Royal Bank of Scotland Group Plc moved closer to clearing a backlog of charges for misconduct that have slowed its return to profitability, agreeing to pay as much as 800 million pounds ($1 billion) to settle investor lawsuits over its 2008 emergency rights offering.

The bank has reached agreement with three of the five shareholder groups representing 77 percent of the claims by value, the Edinburgh-based lender said in a statement on Monday. RBS is still in discussions with the other two groups, it said. The 800 million pounds, which is covered by existing provisions, would be split among the five groups.
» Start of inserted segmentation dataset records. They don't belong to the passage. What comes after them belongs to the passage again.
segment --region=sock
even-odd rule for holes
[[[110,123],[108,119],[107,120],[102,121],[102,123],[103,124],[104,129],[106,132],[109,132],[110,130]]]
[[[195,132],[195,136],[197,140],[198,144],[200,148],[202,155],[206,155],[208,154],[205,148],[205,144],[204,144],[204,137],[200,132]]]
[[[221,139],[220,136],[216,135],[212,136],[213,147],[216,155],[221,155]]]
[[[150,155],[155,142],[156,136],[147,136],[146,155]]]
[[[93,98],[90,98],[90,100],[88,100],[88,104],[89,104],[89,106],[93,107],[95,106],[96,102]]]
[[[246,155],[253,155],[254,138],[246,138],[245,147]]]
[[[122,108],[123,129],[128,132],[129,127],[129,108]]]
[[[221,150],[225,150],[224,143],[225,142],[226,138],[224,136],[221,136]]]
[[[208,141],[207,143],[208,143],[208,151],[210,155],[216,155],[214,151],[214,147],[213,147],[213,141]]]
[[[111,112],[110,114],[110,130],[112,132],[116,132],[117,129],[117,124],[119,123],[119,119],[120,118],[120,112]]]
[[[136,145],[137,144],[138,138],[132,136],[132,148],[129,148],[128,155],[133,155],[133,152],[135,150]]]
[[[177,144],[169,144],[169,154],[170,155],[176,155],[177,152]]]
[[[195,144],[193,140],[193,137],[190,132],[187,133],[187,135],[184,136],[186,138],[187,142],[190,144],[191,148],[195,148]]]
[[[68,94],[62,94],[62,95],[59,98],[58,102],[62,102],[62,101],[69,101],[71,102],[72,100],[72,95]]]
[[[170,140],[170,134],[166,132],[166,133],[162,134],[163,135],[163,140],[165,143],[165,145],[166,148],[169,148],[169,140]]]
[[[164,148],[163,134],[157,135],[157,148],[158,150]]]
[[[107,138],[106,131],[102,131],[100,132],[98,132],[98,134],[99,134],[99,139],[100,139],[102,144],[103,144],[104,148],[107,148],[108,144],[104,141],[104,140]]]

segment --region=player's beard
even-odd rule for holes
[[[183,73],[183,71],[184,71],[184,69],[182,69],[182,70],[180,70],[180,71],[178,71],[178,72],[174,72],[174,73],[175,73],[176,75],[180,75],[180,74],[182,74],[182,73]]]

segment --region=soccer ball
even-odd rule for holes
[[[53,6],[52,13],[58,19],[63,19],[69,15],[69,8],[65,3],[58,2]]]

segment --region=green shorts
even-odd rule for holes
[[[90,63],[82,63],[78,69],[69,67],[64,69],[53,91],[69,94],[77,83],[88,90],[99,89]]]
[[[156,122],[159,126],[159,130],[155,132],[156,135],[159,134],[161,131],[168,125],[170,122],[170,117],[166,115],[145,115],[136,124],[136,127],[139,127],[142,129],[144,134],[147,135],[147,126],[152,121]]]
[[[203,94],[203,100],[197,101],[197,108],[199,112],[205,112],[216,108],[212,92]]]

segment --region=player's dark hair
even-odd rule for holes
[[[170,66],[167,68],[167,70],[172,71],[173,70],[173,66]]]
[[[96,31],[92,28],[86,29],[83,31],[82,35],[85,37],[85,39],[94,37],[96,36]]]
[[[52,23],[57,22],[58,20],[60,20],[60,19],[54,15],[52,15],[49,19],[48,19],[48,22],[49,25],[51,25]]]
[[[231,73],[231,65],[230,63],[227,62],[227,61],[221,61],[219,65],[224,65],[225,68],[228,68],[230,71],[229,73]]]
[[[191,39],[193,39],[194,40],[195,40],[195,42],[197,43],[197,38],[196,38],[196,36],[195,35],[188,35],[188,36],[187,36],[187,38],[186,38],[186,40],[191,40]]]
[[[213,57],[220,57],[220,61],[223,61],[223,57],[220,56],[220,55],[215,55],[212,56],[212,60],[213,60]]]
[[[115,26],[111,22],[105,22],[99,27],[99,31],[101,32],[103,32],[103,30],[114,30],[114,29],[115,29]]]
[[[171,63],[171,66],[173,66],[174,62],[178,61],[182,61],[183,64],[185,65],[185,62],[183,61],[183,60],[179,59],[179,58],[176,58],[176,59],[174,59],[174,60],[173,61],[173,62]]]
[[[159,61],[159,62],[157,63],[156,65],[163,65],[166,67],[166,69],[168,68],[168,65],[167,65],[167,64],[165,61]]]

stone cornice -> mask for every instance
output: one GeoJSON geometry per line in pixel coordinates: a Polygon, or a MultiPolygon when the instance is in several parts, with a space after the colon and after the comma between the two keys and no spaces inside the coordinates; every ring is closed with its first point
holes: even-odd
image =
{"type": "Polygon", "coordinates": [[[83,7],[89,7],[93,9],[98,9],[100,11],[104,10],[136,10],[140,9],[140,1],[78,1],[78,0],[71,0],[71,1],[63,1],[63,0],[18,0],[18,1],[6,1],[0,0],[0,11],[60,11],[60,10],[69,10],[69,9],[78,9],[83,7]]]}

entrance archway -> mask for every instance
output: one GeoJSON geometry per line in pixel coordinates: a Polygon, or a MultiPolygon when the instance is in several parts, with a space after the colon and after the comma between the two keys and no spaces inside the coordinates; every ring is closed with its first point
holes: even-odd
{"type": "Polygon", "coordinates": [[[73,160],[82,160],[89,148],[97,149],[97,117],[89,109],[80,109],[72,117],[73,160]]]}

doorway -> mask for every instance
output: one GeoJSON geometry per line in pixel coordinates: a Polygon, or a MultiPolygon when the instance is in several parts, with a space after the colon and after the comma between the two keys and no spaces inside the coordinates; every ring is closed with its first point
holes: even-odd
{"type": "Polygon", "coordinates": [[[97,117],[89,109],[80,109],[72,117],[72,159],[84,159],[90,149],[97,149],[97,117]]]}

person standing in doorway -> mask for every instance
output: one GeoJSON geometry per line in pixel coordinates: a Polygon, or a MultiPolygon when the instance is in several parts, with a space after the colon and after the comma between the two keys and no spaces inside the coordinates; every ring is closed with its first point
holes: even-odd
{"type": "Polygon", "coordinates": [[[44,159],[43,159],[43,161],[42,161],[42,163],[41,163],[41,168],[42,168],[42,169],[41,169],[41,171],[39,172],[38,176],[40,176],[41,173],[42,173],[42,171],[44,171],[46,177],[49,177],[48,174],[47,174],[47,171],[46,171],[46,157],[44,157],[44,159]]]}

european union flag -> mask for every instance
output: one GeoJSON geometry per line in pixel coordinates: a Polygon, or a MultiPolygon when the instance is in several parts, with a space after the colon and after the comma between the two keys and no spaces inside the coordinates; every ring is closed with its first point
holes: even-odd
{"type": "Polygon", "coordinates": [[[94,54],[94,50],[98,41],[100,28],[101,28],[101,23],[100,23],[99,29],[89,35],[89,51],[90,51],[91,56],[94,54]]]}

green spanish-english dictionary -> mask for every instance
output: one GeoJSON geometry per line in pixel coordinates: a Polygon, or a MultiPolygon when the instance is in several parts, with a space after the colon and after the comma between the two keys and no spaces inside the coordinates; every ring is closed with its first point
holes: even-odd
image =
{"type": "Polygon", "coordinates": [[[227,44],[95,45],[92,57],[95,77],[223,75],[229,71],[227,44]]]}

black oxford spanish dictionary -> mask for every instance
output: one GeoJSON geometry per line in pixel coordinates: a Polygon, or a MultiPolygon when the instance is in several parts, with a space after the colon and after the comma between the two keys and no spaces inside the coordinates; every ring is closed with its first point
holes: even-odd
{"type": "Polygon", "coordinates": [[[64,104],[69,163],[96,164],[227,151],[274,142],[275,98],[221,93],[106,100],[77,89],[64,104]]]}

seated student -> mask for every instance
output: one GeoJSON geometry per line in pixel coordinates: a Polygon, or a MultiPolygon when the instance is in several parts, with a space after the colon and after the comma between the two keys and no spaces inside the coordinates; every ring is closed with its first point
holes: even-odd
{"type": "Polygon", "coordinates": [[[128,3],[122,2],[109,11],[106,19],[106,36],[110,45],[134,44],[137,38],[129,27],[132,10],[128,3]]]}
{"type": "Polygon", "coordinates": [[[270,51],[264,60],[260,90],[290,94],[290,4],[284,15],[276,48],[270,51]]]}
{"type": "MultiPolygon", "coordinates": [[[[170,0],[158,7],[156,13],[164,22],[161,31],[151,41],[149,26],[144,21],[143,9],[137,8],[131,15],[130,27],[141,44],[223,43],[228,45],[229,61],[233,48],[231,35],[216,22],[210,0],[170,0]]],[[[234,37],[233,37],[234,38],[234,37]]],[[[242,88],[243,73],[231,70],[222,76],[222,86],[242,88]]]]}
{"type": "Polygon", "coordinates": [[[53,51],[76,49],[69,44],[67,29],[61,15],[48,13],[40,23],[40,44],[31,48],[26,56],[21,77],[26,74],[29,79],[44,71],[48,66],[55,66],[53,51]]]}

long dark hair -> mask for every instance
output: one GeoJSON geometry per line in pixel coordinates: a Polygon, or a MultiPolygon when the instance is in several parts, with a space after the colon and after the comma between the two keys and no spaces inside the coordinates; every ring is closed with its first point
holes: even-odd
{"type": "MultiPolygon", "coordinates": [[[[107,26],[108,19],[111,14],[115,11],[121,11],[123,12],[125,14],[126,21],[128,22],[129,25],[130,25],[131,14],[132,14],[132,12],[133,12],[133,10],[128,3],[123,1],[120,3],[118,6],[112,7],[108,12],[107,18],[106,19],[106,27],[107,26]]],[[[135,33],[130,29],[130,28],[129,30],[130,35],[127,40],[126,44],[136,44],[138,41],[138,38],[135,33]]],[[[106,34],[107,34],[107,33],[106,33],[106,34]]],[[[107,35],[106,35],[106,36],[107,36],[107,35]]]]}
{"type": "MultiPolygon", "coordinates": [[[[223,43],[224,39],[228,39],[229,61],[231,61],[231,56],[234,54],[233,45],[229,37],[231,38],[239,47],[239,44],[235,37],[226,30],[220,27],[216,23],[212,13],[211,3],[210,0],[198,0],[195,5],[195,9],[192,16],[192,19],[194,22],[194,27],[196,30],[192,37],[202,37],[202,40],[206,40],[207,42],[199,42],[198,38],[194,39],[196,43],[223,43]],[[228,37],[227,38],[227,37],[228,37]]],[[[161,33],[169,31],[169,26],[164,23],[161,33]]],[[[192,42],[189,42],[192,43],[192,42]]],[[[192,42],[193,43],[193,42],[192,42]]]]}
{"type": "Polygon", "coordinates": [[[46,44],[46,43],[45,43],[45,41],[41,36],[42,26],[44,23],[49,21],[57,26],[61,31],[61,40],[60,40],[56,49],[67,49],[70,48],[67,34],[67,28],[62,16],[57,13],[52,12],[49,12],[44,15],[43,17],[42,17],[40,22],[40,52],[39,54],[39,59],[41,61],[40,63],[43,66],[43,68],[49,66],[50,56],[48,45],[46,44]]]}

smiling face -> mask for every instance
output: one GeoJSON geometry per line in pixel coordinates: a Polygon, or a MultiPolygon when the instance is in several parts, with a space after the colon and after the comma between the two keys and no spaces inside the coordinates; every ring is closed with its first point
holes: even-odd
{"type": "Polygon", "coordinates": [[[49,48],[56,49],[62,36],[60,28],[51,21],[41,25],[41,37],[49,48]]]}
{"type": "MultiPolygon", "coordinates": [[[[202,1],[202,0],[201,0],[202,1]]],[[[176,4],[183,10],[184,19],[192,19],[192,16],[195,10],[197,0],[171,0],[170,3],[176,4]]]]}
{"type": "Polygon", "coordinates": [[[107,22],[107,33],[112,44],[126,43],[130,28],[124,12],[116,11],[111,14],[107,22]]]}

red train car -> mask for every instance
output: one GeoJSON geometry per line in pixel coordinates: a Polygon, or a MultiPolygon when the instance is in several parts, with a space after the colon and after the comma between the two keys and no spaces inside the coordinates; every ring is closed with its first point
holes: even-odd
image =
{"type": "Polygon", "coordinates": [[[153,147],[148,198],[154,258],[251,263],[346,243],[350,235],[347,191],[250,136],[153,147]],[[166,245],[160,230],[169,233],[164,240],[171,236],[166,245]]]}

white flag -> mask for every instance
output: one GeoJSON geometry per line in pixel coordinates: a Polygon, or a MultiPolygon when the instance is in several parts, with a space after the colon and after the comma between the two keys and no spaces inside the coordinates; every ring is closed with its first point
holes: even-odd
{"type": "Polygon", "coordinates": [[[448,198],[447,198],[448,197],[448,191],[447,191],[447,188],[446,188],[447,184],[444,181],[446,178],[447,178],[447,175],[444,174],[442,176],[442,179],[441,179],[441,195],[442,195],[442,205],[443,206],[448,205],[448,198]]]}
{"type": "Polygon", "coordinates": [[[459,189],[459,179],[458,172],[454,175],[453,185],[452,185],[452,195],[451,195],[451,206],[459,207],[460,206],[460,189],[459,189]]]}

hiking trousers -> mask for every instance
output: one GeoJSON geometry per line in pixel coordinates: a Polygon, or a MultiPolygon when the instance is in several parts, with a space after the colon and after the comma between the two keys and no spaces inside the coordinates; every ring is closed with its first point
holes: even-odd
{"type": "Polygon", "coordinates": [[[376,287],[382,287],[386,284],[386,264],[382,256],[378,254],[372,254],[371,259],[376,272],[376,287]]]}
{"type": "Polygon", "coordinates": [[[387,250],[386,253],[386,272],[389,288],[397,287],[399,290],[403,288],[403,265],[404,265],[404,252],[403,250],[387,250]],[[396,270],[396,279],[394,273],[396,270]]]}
Chief Executive Officer Ross McEwan has been plagued by misconduct issues from payment protection insurance to the sale of mortgage-backed securities ahead of the financial crisis, which pushed the state-owned lender to fail Bank of England stress tests last week. He’s still awaiting a deal with U.S. authorities probing subprime bond sales and is struggling to sell the bank’s Williams & Glyn business at the behest of European antitrust regulators.

“This settlement helps to clear up some of the uncertainties regarding these legacy costs,” Sandy Chen, an analyst at Cenkos Securities Plc in London, with a hold rating on shares, wrote in a note to clients. Offering 800 million pounds to settle the rights offer litigation “would finally put to bed that particular ghost of Christmas past.”

The stock gained 1.9 percent to 197 pence at 10:02 a.m. in London trading, paring its loss to 35 percent this year as the worst-performing major British bank.

Last-Ditch

RBS had already set aside enough funds for the rights offer settlement, hurting earnings in the past two quarters. Shareholders who subscribed for about 4 billion pounds of stock have said the bank made untrue and misleading statements in its 2008 emergency share sale, undertaken by former chief Fred Goodwin in a last-ditch attempt to rescue the lender before its taxpayer bailout.

“We have been very clear that we wanted to deal with as many of our legacy litigation issues as possible during 2015 and 2016,” McEwan said in the statement. “We are pleased to have reached this agreement and hope that it will be accepted by the remaining claimant groups, so that this long course of complex and costly litigation can now be concluded.”

RBS said in its statement Monday that any claims for which an agreement cannot be reached will be defended in court. Claimants represented by Leon Kaye Solicitors and Signature Litigation, which include 27,000 mom and pop investors, have yet to reach a deal. The trial for those claims is due to start in March and Goodwin is named among defendants who could be called to give evidence.

Painful Costs

RBS’s conduct and litigation costs topped 1.74 billion pounds in the first nine months this year, up 20 percent from the same period of 2015, driven in part by provisions for the rights offer lawsuit.

Separately, the bank’s chief conduct and regulatory affairs officer, Jon Pain, will retire next year after three years with RBS, according to an internal memo to staff obtained by Bloomberg News. The bank will integrate his team with several other departments, including its risk division led by chief risk officer David Stephen.

A former managing director of supervision at the U.K.’s Financial Conduct Authority during the financial crisis who joined the bank in 2013, Pain helped RBS reach settlements with British and U.S. authorities over the manipulation of Libor and currency markets that cost the bank more than 1 billion pounds.